Mining big data sees increasing value across businesses
Big data is changing the game for the supply chain industry. Presenting itself as a field of unharnessed information that enables highly informed decisions, more and more businesses rely on existing solutions to manage and analyse these data. Optimal+ VP David Park highlights three key components in commercial solutions that offer improved data analysis—a comprehensive data infrastructure, a powerful and automated data analysis engine, and the means to perform cross-operational analytics.
There is a lot of industry buzz these days about big data and the ways it can be leveraged to improve a company's overall business intelligence processes. While the industry consensus is that big data is a foregone conclusion in the supply chain and the semiconductor industry, what is not so clear is how this big data can and should be used.
Semiconductor manufacturing test is a prime example, where enormous amounts of data are being generated from multiple steps in manufacturing operations such as wafer sort, final test, and system-level test.
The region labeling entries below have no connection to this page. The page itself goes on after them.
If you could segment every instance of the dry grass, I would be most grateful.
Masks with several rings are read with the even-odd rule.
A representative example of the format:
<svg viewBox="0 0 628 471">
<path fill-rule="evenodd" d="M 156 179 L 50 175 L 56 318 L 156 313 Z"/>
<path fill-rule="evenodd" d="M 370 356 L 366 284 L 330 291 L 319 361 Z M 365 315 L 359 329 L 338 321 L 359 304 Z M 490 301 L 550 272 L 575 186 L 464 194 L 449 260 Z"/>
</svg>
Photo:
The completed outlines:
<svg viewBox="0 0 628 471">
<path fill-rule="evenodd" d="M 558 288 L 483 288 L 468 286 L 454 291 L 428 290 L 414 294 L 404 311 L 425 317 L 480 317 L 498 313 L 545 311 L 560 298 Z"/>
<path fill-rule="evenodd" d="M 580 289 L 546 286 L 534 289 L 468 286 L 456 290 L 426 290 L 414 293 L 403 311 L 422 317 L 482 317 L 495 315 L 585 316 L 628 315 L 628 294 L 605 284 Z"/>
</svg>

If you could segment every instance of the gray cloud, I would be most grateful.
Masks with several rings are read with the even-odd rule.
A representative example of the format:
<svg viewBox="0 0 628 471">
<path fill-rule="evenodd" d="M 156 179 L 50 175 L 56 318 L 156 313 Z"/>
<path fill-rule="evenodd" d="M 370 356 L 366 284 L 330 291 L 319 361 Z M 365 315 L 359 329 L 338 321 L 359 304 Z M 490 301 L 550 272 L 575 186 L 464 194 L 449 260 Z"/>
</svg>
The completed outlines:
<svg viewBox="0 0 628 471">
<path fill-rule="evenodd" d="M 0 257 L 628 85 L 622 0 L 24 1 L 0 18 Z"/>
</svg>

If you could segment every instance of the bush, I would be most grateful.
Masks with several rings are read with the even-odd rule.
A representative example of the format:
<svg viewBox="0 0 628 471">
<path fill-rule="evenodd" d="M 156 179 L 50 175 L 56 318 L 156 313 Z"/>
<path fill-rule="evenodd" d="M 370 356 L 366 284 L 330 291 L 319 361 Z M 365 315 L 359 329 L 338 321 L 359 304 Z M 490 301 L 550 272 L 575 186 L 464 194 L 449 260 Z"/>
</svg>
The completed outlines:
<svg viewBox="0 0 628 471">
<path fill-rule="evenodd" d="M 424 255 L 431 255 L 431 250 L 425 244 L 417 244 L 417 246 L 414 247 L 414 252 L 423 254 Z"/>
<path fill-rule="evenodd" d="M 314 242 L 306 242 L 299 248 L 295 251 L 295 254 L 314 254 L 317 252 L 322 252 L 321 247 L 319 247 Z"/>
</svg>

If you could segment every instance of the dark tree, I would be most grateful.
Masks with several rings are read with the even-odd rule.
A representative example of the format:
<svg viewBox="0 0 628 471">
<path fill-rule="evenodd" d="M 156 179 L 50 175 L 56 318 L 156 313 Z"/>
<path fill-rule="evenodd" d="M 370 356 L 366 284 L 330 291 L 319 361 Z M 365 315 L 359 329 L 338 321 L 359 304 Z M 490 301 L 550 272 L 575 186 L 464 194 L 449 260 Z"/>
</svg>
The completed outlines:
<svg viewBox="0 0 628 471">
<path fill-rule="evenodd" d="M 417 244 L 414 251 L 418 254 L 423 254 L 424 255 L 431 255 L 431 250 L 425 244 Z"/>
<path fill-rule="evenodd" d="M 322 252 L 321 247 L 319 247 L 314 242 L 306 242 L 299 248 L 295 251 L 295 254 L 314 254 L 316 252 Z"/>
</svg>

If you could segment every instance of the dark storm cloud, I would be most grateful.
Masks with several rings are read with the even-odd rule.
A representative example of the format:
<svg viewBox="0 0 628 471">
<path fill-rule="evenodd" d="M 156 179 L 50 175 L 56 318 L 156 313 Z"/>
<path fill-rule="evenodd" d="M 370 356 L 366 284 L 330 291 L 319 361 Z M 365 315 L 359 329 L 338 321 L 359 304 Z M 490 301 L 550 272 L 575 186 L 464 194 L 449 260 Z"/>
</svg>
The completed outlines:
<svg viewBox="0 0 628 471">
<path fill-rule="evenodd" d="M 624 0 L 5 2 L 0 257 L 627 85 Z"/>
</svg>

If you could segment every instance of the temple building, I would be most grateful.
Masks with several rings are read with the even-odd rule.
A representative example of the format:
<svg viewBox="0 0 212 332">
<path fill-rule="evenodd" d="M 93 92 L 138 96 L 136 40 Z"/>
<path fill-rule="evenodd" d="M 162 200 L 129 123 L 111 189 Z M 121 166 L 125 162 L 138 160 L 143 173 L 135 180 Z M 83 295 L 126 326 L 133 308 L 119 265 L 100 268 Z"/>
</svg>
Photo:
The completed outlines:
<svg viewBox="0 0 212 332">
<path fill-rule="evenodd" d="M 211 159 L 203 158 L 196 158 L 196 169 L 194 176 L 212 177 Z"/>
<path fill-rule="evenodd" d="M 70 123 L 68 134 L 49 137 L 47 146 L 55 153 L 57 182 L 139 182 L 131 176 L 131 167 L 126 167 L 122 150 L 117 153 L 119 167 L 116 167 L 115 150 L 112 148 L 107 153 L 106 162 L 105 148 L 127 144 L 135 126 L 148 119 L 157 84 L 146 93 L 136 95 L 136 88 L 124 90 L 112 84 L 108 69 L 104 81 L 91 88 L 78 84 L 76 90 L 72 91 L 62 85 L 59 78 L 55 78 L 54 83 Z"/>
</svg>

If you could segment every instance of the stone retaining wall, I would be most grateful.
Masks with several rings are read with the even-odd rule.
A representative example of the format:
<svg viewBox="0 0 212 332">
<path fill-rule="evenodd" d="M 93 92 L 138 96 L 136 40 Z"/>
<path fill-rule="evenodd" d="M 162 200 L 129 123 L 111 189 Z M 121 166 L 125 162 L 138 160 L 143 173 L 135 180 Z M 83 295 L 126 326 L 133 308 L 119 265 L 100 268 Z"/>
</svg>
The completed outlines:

These test operations are essential to ensure that defective parts are not being shipped to end-customers. This test data is also used for other types of downstream analysis, but as the amount of parametric data generated continues to grow, and device volumes increase, the ability of companies to effectively mine their data becomes a significant challenge.
For companies with high-volume products, the amount of data generated each month can easily run into the tens of terabytes. There is amazing value in that data, but if you cannot make clear, timely decisions based on that data, all it is doing is sitting around and taking up storage space.
Driving improved data analysis is critical to the forward-looking semiconductor marketplace. End-market customers are demanding more and faster "everything" from their semiconductor providers. One example as to how truly useable data can drive real value is with escape prevention. If you have a part that tests "good" but is at the margin of what is defined as a good part, what do you do? Do you ship it or hold it back?
The ability to rapidly analyse the entire DNA history of a specific device to drive an informed decision for how best to position that part for a given end-customer is a powerful way to provide greater value and differentiation against your competitors. Moving forward, having the capability to mine data across all aspects of manufacturing to proactively control the quality and performance of the products that are shipped will be become the norm, not the exception for the semiconductor industry.
Most methods to manage test data are based on legacy, proprietary solutions. In order to successfully address the demands of the end-markets they serve, semiconductor companies will need to look "outside the box" and explore new, commercially developed manufacturing intelligence solutions in lieu of existing, internally developed ones.
Commercial solutions bring together three key components that are not typically found in proprietary solutions: a comprehensive data infrastructure that can collect and validate manufacturing data from any point in the semiconductor supply chain; a powerful and automated data analysis engine that can rapidly mine the data for relevant information; and, finally, the means to perform cross-operational analytics that can leverage input from multiple data sources to make highly informed decisions at all stages of manufacturing operations.
Forward-looking companies are already using commercial solutions in place of their internally developed ones to leverage their global data sources to drive significant improvements in operations, product planning, and distribution. They see big data, not as a looming problem for their IT departments, but as a never-ending source of employable data that can fuel their success in the marketplace.